Leslie searles




Thousands of Haitians fled to Brazil after the earthquake that struck the country in 2010. Many were denied entrance and were detained at the border for months.

The aim of this project was to explore the conditions of Haitian immigrants who were stranded for four months on the Peruvian border with Brazil while in search of their Brazilian dream. They set out on a long and expensive journey to Brazil, which had drawn some 4500 Haitians until that time.

The project began in Iñapari, a remote town located in the Peruvian part of the Amazon rainforest bordering on the Brazilian municipality of Assis, where more than 250 Haitians were stranded after the Brazilian government restricted the entry of immigrants into the country. This harsh regulation, introduced at the beginning of 2012, sought to stop the wave of Haitians immigrants that was triggered by the 2010 earthquake.
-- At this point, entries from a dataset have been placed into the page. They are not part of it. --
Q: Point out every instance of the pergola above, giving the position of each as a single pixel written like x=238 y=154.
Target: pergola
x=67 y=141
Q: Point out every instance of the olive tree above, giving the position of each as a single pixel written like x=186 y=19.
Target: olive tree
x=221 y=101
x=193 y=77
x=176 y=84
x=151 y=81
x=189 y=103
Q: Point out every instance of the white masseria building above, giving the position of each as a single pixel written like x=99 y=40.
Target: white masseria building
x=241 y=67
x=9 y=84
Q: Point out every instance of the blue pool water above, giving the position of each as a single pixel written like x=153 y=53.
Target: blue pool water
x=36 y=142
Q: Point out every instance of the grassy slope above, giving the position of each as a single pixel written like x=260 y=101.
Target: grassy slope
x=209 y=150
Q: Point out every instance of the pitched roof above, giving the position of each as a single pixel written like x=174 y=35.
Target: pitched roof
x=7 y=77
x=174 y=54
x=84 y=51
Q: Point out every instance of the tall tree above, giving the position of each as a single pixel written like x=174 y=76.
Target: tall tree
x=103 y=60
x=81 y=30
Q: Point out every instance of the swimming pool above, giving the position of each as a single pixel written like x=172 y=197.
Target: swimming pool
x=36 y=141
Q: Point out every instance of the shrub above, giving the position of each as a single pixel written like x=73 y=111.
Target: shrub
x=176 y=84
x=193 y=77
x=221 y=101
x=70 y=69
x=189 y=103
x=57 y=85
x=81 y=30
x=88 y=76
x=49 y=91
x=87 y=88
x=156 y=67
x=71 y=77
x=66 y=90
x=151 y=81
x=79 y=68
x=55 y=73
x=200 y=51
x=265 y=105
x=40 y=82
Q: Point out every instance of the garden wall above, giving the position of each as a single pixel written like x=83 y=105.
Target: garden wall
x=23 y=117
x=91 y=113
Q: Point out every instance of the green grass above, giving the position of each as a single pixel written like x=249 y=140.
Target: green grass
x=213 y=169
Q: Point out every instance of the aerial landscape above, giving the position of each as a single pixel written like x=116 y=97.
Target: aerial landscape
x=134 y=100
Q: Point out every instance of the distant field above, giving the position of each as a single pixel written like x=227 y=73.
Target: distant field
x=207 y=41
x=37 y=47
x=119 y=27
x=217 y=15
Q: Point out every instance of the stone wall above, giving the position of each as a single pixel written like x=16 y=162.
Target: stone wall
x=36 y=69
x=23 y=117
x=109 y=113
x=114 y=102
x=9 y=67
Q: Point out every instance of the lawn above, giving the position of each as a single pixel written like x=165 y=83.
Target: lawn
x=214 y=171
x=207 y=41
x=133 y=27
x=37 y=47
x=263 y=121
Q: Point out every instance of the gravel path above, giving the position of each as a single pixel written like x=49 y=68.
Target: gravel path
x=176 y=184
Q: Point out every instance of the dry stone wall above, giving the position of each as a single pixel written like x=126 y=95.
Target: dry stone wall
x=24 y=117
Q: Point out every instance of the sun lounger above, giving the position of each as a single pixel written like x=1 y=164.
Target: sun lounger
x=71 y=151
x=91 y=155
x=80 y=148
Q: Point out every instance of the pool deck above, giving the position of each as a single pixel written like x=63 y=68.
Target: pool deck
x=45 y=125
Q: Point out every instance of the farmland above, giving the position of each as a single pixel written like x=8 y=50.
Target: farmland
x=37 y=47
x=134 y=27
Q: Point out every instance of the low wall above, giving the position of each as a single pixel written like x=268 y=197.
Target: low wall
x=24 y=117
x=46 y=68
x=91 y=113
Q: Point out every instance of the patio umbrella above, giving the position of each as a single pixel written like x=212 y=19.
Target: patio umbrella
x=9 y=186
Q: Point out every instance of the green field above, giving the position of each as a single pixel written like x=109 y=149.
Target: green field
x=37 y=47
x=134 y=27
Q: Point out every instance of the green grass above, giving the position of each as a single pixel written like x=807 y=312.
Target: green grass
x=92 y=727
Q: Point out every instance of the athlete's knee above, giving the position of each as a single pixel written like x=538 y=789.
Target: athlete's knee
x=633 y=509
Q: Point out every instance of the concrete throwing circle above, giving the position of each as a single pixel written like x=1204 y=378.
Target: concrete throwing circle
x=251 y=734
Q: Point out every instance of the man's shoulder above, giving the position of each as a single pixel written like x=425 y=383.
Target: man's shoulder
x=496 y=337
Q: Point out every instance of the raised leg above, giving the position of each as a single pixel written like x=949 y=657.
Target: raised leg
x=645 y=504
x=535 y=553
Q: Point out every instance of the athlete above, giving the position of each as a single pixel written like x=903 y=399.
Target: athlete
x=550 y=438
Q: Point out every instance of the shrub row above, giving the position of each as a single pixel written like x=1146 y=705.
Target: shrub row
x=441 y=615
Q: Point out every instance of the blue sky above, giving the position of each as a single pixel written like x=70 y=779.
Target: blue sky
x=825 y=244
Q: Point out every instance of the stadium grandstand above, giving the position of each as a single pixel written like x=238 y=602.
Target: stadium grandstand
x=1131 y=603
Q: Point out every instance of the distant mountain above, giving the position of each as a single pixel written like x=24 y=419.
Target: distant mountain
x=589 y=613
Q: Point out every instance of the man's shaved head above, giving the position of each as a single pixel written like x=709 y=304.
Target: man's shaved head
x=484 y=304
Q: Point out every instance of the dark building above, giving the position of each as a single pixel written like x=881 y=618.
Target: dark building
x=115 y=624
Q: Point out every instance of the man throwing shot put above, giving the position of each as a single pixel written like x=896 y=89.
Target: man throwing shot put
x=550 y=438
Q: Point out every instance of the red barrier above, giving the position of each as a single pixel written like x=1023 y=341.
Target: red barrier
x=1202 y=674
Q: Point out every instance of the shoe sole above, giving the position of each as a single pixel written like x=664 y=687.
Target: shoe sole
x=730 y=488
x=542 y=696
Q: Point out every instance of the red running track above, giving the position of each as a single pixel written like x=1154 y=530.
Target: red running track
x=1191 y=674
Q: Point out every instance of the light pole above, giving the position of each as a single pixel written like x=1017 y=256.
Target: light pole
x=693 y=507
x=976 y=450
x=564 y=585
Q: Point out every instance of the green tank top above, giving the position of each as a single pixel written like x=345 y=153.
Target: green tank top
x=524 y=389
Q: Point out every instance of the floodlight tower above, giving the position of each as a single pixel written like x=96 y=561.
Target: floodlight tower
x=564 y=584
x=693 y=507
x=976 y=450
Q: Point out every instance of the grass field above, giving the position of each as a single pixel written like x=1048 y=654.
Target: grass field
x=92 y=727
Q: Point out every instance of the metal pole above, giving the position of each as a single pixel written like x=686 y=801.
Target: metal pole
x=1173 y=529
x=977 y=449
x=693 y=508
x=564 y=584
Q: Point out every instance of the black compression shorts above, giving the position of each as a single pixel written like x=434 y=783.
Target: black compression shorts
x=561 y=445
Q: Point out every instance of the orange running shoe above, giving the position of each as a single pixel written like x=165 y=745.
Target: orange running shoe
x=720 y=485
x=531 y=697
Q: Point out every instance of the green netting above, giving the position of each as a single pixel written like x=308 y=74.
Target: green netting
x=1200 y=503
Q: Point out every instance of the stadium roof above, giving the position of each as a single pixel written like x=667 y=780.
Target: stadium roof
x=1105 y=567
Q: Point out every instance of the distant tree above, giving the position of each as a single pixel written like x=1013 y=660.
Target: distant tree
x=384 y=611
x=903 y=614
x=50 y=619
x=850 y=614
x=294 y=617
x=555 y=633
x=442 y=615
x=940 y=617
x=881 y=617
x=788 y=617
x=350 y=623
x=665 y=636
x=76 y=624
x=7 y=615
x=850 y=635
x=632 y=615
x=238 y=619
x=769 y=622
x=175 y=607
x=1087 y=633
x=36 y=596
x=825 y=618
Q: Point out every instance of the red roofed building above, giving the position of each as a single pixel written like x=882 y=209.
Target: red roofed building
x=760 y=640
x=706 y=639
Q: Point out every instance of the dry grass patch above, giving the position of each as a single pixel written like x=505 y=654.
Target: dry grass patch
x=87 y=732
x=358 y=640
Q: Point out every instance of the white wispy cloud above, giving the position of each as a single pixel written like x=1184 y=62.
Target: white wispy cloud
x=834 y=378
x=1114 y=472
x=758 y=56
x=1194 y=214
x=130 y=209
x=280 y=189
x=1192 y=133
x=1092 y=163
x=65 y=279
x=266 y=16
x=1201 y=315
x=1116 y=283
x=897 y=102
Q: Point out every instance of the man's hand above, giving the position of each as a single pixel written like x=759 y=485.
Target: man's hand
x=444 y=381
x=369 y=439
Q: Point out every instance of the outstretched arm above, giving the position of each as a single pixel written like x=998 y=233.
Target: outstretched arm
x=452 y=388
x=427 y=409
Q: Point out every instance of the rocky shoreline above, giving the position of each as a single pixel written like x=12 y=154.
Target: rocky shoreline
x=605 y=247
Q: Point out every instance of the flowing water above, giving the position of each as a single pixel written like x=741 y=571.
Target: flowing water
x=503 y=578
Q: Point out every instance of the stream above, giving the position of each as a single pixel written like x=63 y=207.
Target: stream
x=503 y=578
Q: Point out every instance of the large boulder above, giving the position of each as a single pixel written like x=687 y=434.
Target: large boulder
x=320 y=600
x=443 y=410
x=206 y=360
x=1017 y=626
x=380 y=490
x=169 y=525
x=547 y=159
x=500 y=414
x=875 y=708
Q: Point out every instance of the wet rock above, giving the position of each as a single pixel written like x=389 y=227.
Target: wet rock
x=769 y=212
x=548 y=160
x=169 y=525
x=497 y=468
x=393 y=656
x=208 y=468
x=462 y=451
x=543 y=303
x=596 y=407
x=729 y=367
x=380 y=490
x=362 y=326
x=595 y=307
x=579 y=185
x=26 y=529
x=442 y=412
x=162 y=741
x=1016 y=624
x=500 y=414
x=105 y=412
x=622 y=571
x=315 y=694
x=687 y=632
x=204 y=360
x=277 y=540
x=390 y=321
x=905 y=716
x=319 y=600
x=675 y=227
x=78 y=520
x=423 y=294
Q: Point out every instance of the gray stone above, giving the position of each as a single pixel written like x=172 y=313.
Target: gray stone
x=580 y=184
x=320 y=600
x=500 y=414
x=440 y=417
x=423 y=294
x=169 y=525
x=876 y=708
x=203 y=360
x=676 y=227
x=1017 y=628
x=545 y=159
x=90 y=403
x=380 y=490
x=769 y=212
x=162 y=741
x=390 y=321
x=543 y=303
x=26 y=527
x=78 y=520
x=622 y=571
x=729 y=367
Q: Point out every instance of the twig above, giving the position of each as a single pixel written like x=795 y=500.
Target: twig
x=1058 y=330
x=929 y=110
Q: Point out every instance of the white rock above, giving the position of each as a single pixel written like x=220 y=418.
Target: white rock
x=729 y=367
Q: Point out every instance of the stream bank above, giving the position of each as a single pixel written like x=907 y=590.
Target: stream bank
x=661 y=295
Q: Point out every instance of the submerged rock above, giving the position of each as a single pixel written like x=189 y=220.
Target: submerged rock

A large number of illegal Haitian immigrants seeking humanitarian refuge in Brazil fell victim to mafias and people-traffickers who charged the large amounts of money to take them clandestinely through the rainforest to the other side of the border.

Despite the absence of necessary services and adequate infrastructure, Iñapari became a temporary refuge, while the Haitians waited anxiously to cross the border. The immigrants subsisted through the charity shown by the town and assistance from the municipal authorities of Assis. The town´s facilities (such as the church and greenhouse) were turned into provisional shelters. The health center opened its doors to give the immigrants medical assistance, while Assis offered a constant supply of food and other provisions.